Corps member Cliff Kindy (North Manchester, IN) was joined by some 65 people including 16 CPTers for parts of a 230-mile "Pilgrimage of Faith" walking from Goshen, Indiana to Columbus, Ohio from December 22 to January 5.

Averaging 20 miles per day, the pilgrims visited churches, mosques, military bases, and defense plants, inviting people to hear the peaceful voice of Jesus rather than the voices of fear, hatred, and revenge. The walkers carried signs reading, "Don't obey orders to kill" and "We mourn 4000 deaths here, 4000 deaths there, and how many more?"

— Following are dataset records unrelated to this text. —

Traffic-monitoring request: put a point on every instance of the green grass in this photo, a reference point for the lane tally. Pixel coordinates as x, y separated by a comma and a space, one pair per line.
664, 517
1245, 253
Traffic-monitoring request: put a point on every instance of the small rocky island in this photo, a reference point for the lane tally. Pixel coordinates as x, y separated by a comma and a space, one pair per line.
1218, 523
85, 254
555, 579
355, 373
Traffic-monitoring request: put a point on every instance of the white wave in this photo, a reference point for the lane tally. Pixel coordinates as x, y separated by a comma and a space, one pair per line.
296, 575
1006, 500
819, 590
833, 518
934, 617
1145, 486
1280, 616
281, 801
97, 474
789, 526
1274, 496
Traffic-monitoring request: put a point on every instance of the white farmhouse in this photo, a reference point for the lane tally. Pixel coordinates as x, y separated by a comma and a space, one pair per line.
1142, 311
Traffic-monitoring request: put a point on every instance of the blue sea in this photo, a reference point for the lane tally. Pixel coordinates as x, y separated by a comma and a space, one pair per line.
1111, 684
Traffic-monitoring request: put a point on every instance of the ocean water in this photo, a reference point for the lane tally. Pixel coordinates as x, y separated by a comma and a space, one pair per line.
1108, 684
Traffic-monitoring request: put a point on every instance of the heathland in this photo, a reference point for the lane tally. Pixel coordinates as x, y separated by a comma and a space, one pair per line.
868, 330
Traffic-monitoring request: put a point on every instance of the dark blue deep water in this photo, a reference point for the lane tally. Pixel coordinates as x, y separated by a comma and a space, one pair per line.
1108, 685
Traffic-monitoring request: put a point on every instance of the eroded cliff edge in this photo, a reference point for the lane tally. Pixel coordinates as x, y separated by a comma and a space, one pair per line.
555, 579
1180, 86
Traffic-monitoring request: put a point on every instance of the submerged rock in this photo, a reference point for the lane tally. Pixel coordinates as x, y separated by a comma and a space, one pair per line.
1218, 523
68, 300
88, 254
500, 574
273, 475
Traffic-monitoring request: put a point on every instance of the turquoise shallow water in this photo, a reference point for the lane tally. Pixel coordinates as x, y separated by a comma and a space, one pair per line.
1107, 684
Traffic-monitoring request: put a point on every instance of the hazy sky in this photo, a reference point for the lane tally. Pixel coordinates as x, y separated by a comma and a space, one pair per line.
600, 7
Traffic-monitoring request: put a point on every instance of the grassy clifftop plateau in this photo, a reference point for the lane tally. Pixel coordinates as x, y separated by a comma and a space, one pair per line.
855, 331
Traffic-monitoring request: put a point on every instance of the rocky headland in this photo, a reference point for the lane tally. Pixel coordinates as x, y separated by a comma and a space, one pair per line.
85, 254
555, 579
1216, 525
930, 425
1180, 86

All along the route, participants engaged in dialogue with community members asking, "How can we hear Jesus' call to pick up the cross instead of the clamor to pick up a flag and a gun?

The walkers entered Columbus, Ohio on January 4 as a hate attack on the Islamic Center was making headlines. They joined in Friday prayers with the Muslim community and paid a solidarity visit later in the afternoon to the damaged center.

The following day, January 5, CPT Reservists from Cleveland led a group of 50 people from all over Ohio, including the walkers, in a prayer vigil for peace on the steps of the state capital building in Columbus. Signs declaring "JESUS SAID LOVE YOUR ENEMY" drew honks and waves of support from some drivers and hostile gestures from others.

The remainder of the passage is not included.